Hoofdstuk 1: Schaarste en Ruil
________________________________________________________________________________
❏ Vervoer speelt een belangrijke rol in de economie, 5 dingen die moeten
gebeuren voordat we ons kunnen verplaatsen
❏ Aanleg infrastructuur
❏ Productie vervoermiddelen
❏ Productie brandstoffen als energiebron voor de vervoermiddelen
❏ Productie van ruwe grondstoffen
❏ Productie aanvullende goederen en diensten
❏ Behoeftes verschillen van persoon tot persoon, hierbij gaat het niet om de
eerste levensbehoeften zoals voedsel en onderdak.
❏ De behoeftes van een persoon zijn afhankelijk van de cultuur, de
persoon en de toekomst
❏ Om behoeftes te voorzien zijn middelen nodig, deze zijn beperkt maar de
behoeftes zijn oneindig.
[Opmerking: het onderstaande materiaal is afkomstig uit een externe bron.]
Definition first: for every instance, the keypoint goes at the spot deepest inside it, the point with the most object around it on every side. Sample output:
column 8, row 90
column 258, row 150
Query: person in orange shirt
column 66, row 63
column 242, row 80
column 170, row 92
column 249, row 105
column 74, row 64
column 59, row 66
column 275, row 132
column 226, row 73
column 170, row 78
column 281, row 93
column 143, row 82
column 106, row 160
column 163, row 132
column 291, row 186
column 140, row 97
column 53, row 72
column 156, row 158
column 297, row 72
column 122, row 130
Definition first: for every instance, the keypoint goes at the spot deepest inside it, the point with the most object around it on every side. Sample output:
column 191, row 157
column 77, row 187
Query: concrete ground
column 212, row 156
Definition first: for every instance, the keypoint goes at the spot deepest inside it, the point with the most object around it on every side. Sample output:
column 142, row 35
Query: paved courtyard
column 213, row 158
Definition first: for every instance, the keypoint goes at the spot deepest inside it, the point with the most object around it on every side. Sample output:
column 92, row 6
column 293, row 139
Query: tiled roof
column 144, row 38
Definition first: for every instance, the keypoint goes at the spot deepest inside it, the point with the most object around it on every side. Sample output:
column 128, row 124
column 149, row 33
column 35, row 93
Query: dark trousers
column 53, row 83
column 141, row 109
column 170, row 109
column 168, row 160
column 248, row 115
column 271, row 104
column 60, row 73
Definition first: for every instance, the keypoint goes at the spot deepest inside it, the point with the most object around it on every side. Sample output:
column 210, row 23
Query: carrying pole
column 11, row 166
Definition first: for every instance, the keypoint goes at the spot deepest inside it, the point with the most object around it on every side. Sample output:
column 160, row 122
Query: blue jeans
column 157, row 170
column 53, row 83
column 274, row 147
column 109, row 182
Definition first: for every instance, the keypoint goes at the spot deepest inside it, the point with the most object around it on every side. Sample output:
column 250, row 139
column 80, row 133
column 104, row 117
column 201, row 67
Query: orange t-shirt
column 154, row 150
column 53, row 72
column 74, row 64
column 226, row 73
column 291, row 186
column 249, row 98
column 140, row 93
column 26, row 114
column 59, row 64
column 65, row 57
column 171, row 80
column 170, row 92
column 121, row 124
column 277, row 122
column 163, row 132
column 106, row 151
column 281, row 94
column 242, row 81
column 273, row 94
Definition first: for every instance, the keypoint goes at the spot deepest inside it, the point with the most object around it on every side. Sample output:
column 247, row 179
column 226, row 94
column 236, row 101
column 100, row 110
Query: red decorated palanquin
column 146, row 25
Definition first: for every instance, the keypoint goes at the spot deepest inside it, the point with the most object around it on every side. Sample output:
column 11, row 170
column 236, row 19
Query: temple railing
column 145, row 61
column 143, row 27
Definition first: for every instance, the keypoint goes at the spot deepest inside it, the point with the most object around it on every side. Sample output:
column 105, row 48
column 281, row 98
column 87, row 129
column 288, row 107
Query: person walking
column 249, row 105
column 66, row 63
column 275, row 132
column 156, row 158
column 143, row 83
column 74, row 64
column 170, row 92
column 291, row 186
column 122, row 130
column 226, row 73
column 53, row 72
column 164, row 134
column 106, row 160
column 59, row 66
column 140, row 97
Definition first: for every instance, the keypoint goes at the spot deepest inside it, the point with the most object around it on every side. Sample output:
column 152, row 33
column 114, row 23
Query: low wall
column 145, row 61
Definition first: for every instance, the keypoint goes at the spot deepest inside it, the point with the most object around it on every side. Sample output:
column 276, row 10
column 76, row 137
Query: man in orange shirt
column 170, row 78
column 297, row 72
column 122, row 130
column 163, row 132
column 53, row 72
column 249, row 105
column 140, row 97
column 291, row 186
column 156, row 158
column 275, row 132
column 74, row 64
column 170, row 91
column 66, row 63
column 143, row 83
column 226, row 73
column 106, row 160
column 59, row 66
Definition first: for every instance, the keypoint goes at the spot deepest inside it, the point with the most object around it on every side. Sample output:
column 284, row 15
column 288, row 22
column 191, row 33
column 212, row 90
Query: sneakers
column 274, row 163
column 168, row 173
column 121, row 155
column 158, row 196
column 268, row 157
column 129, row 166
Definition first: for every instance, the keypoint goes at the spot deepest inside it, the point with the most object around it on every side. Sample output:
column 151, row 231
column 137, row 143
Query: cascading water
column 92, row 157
De spanning hiertussen is schaarste
❏ Absolute schaarste is als er een echt tekort is, de spanningen zijn in
relatieve zin. Mensen proberen dit te verminderen door het produceren
van goederen en diensten.
❏ Als er voor een product niks opgeoffert word noemen we het vrije goederen.
❏ Welvaart is de mate waarin we in onze behoefte kunnen voorzien met schaarse
middelen. 3 soorten:
❏ Welvaart in enge zin koopkracht
❏ Welvaart in ruime zin → andere schaarse middelen zoals goed milieu
❏ Welzijn → ook niet schaarse behoeftes zoals geluk en liefde
❏ De middelen waarover mensen beschikken kunnen op verschillende manieren
worden ingezet → alternatief aanwendbaar.
❏ Door arbeid te verdelen ipv dat iedereen zijn eigen behoeften verzorgd wordt
het arbeidsproces efficiënter. Deze verdeling is de arbeidsdeling waarbij
mensen zich in een bepaald vak specialiseren.
❏ Hierdoor neemt de arbeidsproductiviteit toe.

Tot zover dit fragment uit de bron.